Building on the blockchain does not indemnify you from following the relevant laws. You mention also Visa's rules, which also mostly tend to be based on the relevant laws (though there are exceptions, like their restrictions on adult content).

> It feels wrong to me that building financial apps for public good basically requires creating a capital class and handing over profits and control to them

The amount of "financial apps for public good" being made are exceedingly few. Acting like the apps being made by "web3" companies just want to faciliate trade for underserved populations with no gain to themselves is perhaps disingenous. Yeah sure if you are one person it might be easier to build an app to allow folks to send money to each other when you build it on a cryptocurrency, but is it easier or have you ignored all the ways nefarious people will use your app to do things that are absolutely something that should be stopped? Is that better than gatekeeping these apps for those who can manage these sort of protections?

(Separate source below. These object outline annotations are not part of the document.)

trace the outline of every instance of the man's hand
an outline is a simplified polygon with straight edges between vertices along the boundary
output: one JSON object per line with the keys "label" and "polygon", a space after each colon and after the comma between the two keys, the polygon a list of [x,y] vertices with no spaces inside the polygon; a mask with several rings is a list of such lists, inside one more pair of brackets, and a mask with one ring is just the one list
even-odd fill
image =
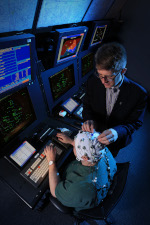
{"label": "man's hand", "polygon": [[63,143],[74,145],[74,140],[64,133],[57,133],[56,137],[58,137],[58,140]]}
{"label": "man's hand", "polygon": [[111,130],[105,130],[97,137],[98,141],[104,145],[109,145],[115,141]]}
{"label": "man's hand", "polygon": [[94,121],[93,120],[87,120],[82,125],[82,130],[93,133],[94,131]]}
{"label": "man's hand", "polygon": [[56,161],[56,149],[54,145],[51,143],[50,145],[46,146],[44,149],[47,161]]}

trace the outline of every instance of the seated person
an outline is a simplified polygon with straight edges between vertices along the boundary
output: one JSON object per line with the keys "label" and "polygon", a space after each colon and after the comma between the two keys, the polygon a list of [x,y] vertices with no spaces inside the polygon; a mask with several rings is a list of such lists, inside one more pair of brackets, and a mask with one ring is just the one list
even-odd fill
{"label": "seated person", "polygon": [[50,145],[44,149],[49,162],[51,194],[76,211],[97,206],[106,197],[117,171],[115,159],[108,148],[99,143],[98,136],[97,132],[79,131],[73,140],[63,133],[57,134],[60,141],[73,145],[76,157],[68,165],[62,181],[55,164],[55,147]]}

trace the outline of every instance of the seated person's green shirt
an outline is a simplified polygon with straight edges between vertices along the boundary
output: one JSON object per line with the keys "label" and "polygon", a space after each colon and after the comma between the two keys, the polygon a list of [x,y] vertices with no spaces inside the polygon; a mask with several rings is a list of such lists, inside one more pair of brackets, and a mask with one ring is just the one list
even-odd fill
{"label": "seated person's green shirt", "polygon": [[[57,199],[65,206],[74,207],[76,211],[97,206],[106,197],[110,187],[108,177],[113,179],[116,162],[109,150],[106,153],[111,165],[106,165],[103,157],[95,166],[83,166],[77,160],[67,167],[64,180],[55,190]],[[108,174],[108,166],[110,174]]]}

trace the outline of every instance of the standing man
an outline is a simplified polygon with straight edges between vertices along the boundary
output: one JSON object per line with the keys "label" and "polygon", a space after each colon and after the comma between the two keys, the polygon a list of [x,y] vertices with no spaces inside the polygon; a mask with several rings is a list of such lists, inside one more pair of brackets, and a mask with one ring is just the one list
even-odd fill
{"label": "standing man", "polygon": [[109,145],[113,156],[127,146],[142,126],[147,93],[125,77],[127,55],[119,43],[101,46],[95,55],[96,73],[87,81],[83,102],[83,131],[100,131],[99,142]]}

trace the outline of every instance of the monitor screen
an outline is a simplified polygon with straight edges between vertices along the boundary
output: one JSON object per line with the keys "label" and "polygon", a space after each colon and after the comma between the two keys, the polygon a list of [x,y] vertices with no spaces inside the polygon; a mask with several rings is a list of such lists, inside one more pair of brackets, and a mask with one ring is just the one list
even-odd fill
{"label": "monitor screen", "polygon": [[81,104],[76,111],[73,113],[73,115],[75,115],[77,118],[79,119],[83,119],[82,117],[82,111],[83,111],[83,104]]}
{"label": "monitor screen", "polygon": [[87,31],[86,26],[56,29],[57,46],[54,66],[77,57],[84,44]]}
{"label": "monitor screen", "polygon": [[36,120],[27,87],[0,99],[0,146]]}
{"label": "monitor screen", "polygon": [[69,113],[72,113],[77,108],[78,105],[79,105],[78,102],[76,102],[72,98],[69,98],[62,104],[62,107]]}
{"label": "monitor screen", "polygon": [[91,52],[81,59],[81,66],[82,66],[82,77],[87,75],[90,71],[94,68],[94,53]]}
{"label": "monitor screen", "polygon": [[23,166],[28,159],[36,152],[36,149],[28,142],[24,141],[11,155],[10,158],[19,166]]}
{"label": "monitor screen", "polygon": [[93,46],[102,42],[105,35],[106,28],[107,28],[107,25],[95,27],[90,46]]}
{"label": "monitor screen", "polygon": [[49,77],[53,100],[58,99],[75,85],[73,64]]}
{"label": "monitor screen", "polygon": [[0,49],[0,93],[31,81],[30,45]]}
{"label": "monitor screen", "polygon": [[83,36],[84,33],[62,37],[57,63],[77,55]]}
{"label": "monitor screen", "polygon": [[14,35],[0,38],[0,94],[33,84],[36,77],[35,36]]}

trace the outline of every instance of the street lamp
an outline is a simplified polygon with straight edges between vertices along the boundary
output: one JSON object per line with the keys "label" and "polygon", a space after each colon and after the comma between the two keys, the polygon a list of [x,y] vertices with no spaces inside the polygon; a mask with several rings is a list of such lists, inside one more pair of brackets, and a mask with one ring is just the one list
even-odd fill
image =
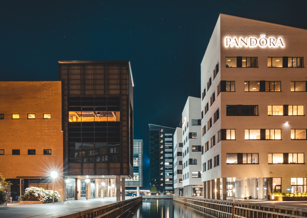
{"label": "street lamp", "polygon": [[86,200],[87,200],[87,189],[88,188],[87,183],[91,181],[89,179],[85,179],[85,182],[86,182]]}
{"label": "street lamp", "polygon": [[54,203],[54,179],[59,176],[59,173],[55,170],[52,170],[50,172],[50,176],[53,179],[53,203]]}

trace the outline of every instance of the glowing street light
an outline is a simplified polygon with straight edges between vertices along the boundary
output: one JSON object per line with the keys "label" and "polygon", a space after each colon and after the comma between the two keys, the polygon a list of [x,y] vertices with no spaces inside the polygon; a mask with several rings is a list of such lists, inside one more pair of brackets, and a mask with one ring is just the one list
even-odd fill
{"label": "glowing street light", "polygon": [[53,197],[52,203],[54,203],[54,179],[59,176],[59,173],[55,170],[52,170],[50,172],[50,176],[53,179]]}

> I got into crypto because I realized the things I actually wanted to build I could basically only do so using crypto. (Also, watching myself earn interest every 15 seconds was just incredibly cool.)

Hey, if you want to build some financial apps, that's great. Go forth! But it is not "web3". I will say that I don't think of earning interest in real time as anywhere near as "cool" as literally any other aspect of technology/engineering I can think of. And I don't feel compelled to enable that feeling you had in everyone else either.

> prices are a lot higher now, and so is the level of grifting and hype

The prices are a lot higher because of the hype, not the other way around. In fact, the prices are above zero because of the hype. To be clear, that is not to say the hype isn't warranted, but I think it's important to have the ordering clear.

> Anyway, the short answer to your question is that the time cost of Zoom verification will in many cases deter low-level and botting fraud, but Zoom verification overall is a stopgap to bootstrap the network, and over the long term applications will require users to be verified by a few of their IRL F&F (and Zoom parties can be used to connect their social network to the rest of the graph.)

The time cost of Zoom verification will deter individuals from performing it, but not specialists who do it on individuals' behalf. I could imagine starting a business solely to participate in these Zoom calls, generate identities, and then pass the credentials for one or more of those identities to anyone who puts up the ETH. Since I have to assume it's not just the same people in every one of these Zoom calls, I have no doubt you could send the same "seemingly unique" person to many of them and get a new set of credentials for each one, and then sell those off like anything else. Given how things like Spotify botting and phone farming are actually happening, this will be compromised in no time, just like all the previous prevention techniques have been.

> but Zoom verification overall is a stopgap to bootstrap the network ... over the long term applications will require users to be verified by a few of their IRL F&F (and Zoom parties can be used to connect their social network to the rest of the graph.)

Even after the stopgap is stopped and the network is strapped and booted, is someone without a network of "acceptable" social contacts not worthy of being able to participate in this ecosystem? So folks who do not want to divulge their social contacts literally cannot participate? This seems like one of the core audiences of decentralized privacy-conscious technologies, and yet they could not participate without (publically?) divulging personal information.

Not super familiar with BrightID but I took a look at the website. So I guess the idea is that other humans verify a human and issue cryptographic proof that they are a human.

My question: What about BrightID stops you from verifying and creating multiple identities by simply joining these Zoom-based verification parties multiple times? If someone does that, what's to stop someone from then providing those multiple identities to other people?